Although landholders in El Salvador exercised nearly absolute power within their fiefdoms, they did not begin to realize the full economic potential of their holdings until they instituted the system of widespread cultivation of a single lucrative export commodity. The first of these commodities was cacao, which flourished during the latter half of the sixteenth century. Cultivation of indigo followed and produced tremendous profits during the eighteenth century. Largely as a result of the importance of the indigo trade, the colonial capital of San Salvador eventually came to be considered the second city of the Captaincy General of Guatemala, the Spanish administrative unit that encompassed most of Central America during the colonial period. The indigo boom effectively played itself out by the midnineteenth century, however, after the discovery in Germany of a synthetic dye that could be produced much more economically.

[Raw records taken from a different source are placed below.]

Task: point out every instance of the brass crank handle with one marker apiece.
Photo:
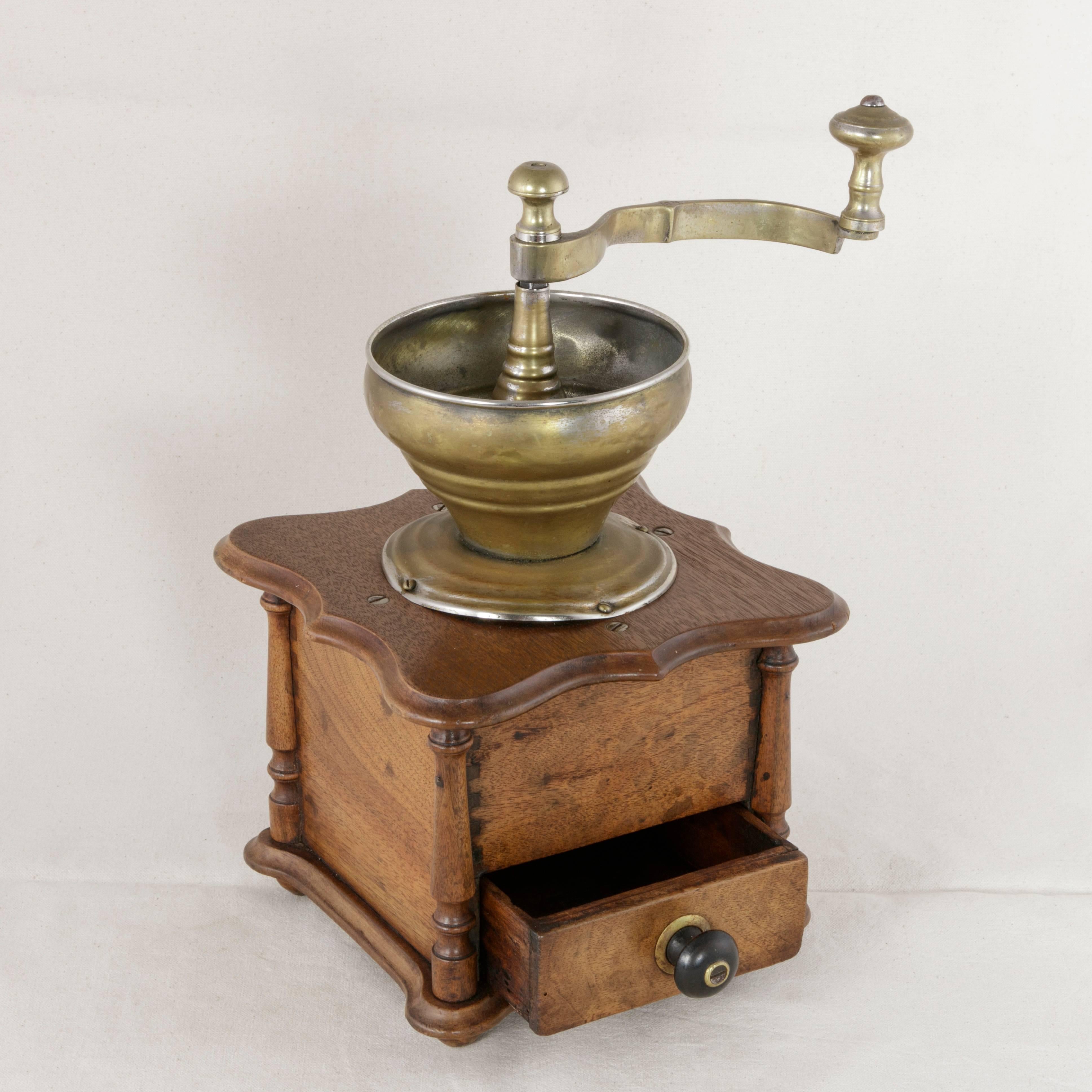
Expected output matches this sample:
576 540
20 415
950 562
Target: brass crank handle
702 960
542 254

The fortunes of the Spanish Empire waned throughout the eighteenth century and were dashed completely by the Napoleonic conquest of the Iberian Peninsula in 1808. As the Salvadorans moved toward independence, the legacies of their progenitors, both Indian and Spanish, were firmly fixed. The predominance of agriculture was a fact of life well before the Conquest; the Spanish contributed to this basic system by emphasizing production for export versus cultivation for subsistence. Individual loyalties under the pre-Conquest civilization were given primarily to one's family and to one's village; Spanish rule did little or nothing to change this attitude or to build any substantial sense of national identity among the common people. Religious influence on daily life was strong in both preConquest and colonial societies. The simple animistic nature of the Indians' beliefs allowed for the ready assimilation of Roman Catholic dogma. As elsewhere in Latin America, the hierarchical structure of the church complemented the rigid stratification of colonial society. In many ways, independence would serve only to exacerbate the inequities inherent in that society.